La junte en Guinée en quête d’adhésion
Quatre jours après le coup d’état en Guinée, la junte tente de convaincre du bien-fondé de son action. Elle gagne cependant du terrain après l’allégeance qui lui a été exprimée par le gouvernement.
- Le coup de force opéré par les militaires en Guinée a été unanimement condamné par la communauté internationale. Il trouve cependant une certaine adhésion à l’intérieur de la Guinée. Le coup d’état opéré dans le calme demeure un coup d’état, contraire aux fondements de la constitution et de la démocratie mais le gouvernement guinéen a mis de côté ces fondements et a prêté allégeance aux putschistes.
- ” (…) Nous sommes à votre entière disposition.

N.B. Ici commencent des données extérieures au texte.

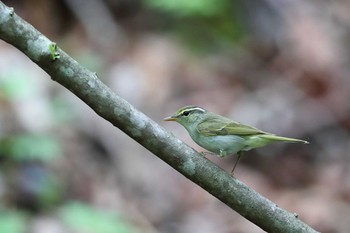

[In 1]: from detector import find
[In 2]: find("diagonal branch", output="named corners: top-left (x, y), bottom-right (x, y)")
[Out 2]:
top-left (0, 2), bottom-right (318, 232)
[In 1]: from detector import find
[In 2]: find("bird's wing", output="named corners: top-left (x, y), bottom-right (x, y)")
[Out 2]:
top-left (197, 117), bottom-right (266, 136)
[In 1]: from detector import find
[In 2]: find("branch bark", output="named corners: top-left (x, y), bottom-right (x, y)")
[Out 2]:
top-left (0, 2), bottom-right (318, 232)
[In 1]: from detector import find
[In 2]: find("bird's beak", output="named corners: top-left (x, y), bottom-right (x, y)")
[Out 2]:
top-left (163, 115), bottom-right (177, 121)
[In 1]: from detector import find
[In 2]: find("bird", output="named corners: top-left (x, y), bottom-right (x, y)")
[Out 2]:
top-left (164, 105), bottom-right (309, 174)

Nous vous remercions encore une fois pour votre sagesse, Monsieur le président”, a répondu le Premier ministre Ahmed Tidiane Souaré au chef de la junte, le capitaine Moussa Dadis Camara qui venait de demander à Souaré et à son gouvernement d'”aider” son régime, au cours d’une rencontre au quartier général des putschistes.
- Le capitaine Camara, qui s’est autoproclamé “président de la République” tente de justifier son action en promettant que la prise du pouvoir par l’armée est “une transition pour aboutir à des élections libres et transparentes, au terme desquelles nous allons rejoindre les casernes”.

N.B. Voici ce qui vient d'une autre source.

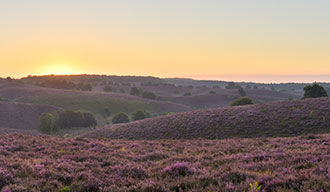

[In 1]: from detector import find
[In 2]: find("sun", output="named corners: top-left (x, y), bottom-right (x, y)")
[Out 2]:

- Les guinéens étaient également des milliers à manifester leur soutien aux militaires dans les rues de la capitale Conakry, mais était-ce peut-être le soulagement “d’en finir” avec un président qui a paupérisé la population en dépit des richesses de ce pays d’Afrique de l’Ouest.
- Quelques soient les ralliements obtenus par la junte, le coup de force militaire demeure injustifiable et illégitime au regard de la communauté internationale.

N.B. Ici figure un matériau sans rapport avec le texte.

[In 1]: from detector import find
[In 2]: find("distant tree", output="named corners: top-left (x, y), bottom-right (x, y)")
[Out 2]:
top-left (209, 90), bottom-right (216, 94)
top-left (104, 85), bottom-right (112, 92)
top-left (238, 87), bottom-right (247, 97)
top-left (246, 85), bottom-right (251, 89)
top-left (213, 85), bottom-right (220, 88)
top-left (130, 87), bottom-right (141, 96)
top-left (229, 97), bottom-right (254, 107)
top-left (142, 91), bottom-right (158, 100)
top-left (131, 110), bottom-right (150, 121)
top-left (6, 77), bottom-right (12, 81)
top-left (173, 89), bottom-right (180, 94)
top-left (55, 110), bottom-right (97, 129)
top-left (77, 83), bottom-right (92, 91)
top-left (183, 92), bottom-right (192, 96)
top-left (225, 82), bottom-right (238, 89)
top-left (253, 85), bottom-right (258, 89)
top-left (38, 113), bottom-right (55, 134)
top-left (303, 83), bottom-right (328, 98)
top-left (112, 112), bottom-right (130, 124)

- L’Union africaine menace la Guinée de sanctions et les Etats-Unis haussent le ton exigeant un “retour immédiat à l’ordre civil” et “rejettent le communiqué des putschistes promettant des élections en décembre 2010”. L’ambassade américaine à Conakry encourage également le maintien des législatives prévues en mai 2009 dans ce pays.
- La présidence française de l’Union européenne a pour sa part appelé à l’organisation d’élections “démocratiques et transparentes” au “premier semestre 2009”, qui serait, cela dit, conforme à la législation qui prévoit des élections dans les 60 jours suivant le décès du président.
- Le calendrier imposé par la junte est également contesté au plan national. Deux importantes coalitions de l’opposition, jugent trop long le délai de deux ans pour organiser des élections et demandent des “élections libres” d’ici à un an.
- Les putschistes ne cèdent pas et tentent de rassurer. Ils prévoient l’organisation de deux réunions ce samedi, une “réunion d’information” avec les “représentants de la société civile, des partis politiques, des confessions religieuses et des centrales syndicales”, suivie d’une seconde, “afin de rassurer la communauté internationale”, avec les “représentants de la Communauté économique des Etats d’Afrique de l’Ouest, de l’Union africaine, de l’Union européenne, les ambassadeurs des pays du G8 et leur attaché de défense, ainsi que les représentants d’autres institutions internationales.
- Par ailleurs, les funérailles nationales du président guinéen Lansana Conté, décédé lundi à 74 ans après 24 ans d’un “règne” très contesté, se sont déroulées vendredi à Conakry en présence de plusieurs chefs d’Etat de la région et -assez paradoxal- de plus de 30 mille personnes.